Thursday, July 9, 2015

A rough week....

   Wow!  The battle has been a true challenge these past few days and I have been feeling just miserable.  Lots of intense nausea, light headiness and even some headaches...all on top of relentless fatigue not to mention and pain and stiffness of being in bed this much with Fibro too!  UGH!!

     Waking up this morning and feeling the worst ever, I knew it was time to seek more medical care and I started by calling the Oncology unit where I have my Chemo.   Chris, one of my nurses knew right away by my voices and symptoms that I needed to get in and I then slowly worked on getting dressed, getting Hubby home to drive me and taking care of feeding the Pups and such before I left.  I got there about 10, which as the plan and was started on IV Fluids, which Dr. Sunkura had ordered for me.  Unfortunately, she was at "Beverly" (one of the other Lahey Facilities)m, today and was not here in Gloucester, but she was only a phone call away and still took great care of me.  I also have Zofran (an anti nausea med) by IV and then she ordered a Head CT Scan to make sure the swelling was not worse.  I recently have been tapering off the "Steroids" and this can be a side effect of that.   Once the IV's we in place and I have the Zofran, I started to improve...and boy did that feel great.

   Took a few hours, but I am so happy I went and wound NEVER wait that long again.  The longest part was getting the "Pre-Authorization" fron my insurance, but once that came through, I had an appt in CT for 1:30 and that went well.
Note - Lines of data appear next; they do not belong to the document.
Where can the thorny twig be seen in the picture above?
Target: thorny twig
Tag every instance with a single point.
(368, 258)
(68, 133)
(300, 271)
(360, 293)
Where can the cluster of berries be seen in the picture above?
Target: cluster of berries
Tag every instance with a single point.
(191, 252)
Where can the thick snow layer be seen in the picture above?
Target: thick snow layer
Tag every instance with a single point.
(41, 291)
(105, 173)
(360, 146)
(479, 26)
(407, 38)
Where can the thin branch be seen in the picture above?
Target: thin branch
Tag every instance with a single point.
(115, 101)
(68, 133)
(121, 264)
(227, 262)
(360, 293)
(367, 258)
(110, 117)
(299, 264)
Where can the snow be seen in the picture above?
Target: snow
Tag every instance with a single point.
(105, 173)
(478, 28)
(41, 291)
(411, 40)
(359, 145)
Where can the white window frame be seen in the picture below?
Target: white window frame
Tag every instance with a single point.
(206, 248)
I admit I am a bit apprehensive about this as it's the first CT of my head/brain since I had my Radio-static Radiation and that was planned to be in another few weeks.,..so I am kind of nervous, but HOPING the results will be good.  I will have them in the morning, so keep me and them in our thoughts!

    Now its' about 7:18 PM and I've had some Chicken Soup and still feel good...which is a good sing and I can eat and keep food in and NOT feel worse.  I've also taken more fluids and now have a new RX for Zofran which for me works and sadly the Compazine, was NOT helping ONE bit...so from now on I opt for Zofran and HOPE it will always work this well.
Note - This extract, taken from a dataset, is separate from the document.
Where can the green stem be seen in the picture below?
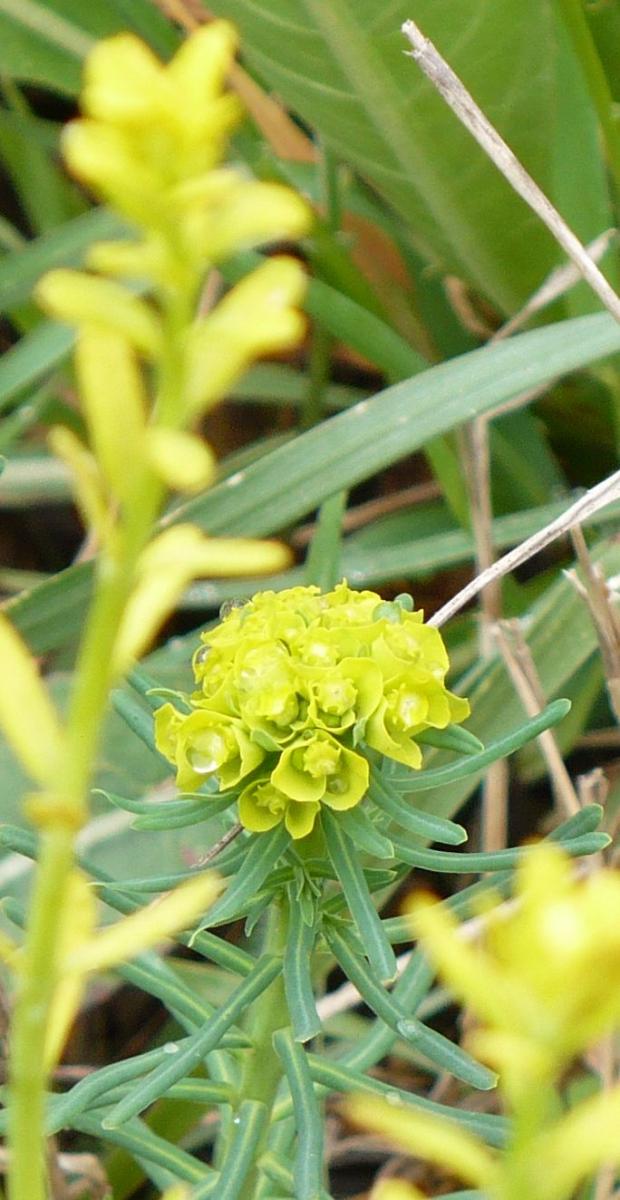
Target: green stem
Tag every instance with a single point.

    Getting ready to go to bed early and excited that I did NOT have to cancel any plans for tomorrow..because I have cancelled quite a few in the past three days and really want to feel well and be back on track.  One week from now I hope to be at Fenway Park for the Billy Joel Concert with five of my Best BFF's.    We are taking a limo into Boston leaving from here at 3 PM....so excited and will make sure I'm feeling good, so I do NOT miss this event, which has been planned for days now

  Hugs to you ALL and thanks so much for your continue support and caring comments...they really mean so much to me!

THANKS a Million!!


Friday, July 3, 2015

Fantastic NEWS!!!

  The TUMOR has shrunk!!!  Yes, it is true and we were ALL thrilled to hear this news.  I had Chemo # 3 on Tuesday and was delighted to find out that we had this good news first.

  I am also excited because its' so soon and was not truly expected.  Now I hope that it will c continue to shrink more and maybe I will not have to have up to 20 more treatments?

 I'm also excited to have booked my next flight to Cali and will be off to visit Bran and Meg on July 29th for a very relaxing visit...ALL rest time and meg and I plan to go to the beach or hanging at one of the Hotel pools!  We'll use hats and an umbrella for me and the weather should be perfect

  Special  thanks for tall the KIND wishes, prayers and thoughts...!   I believe they all helped !!!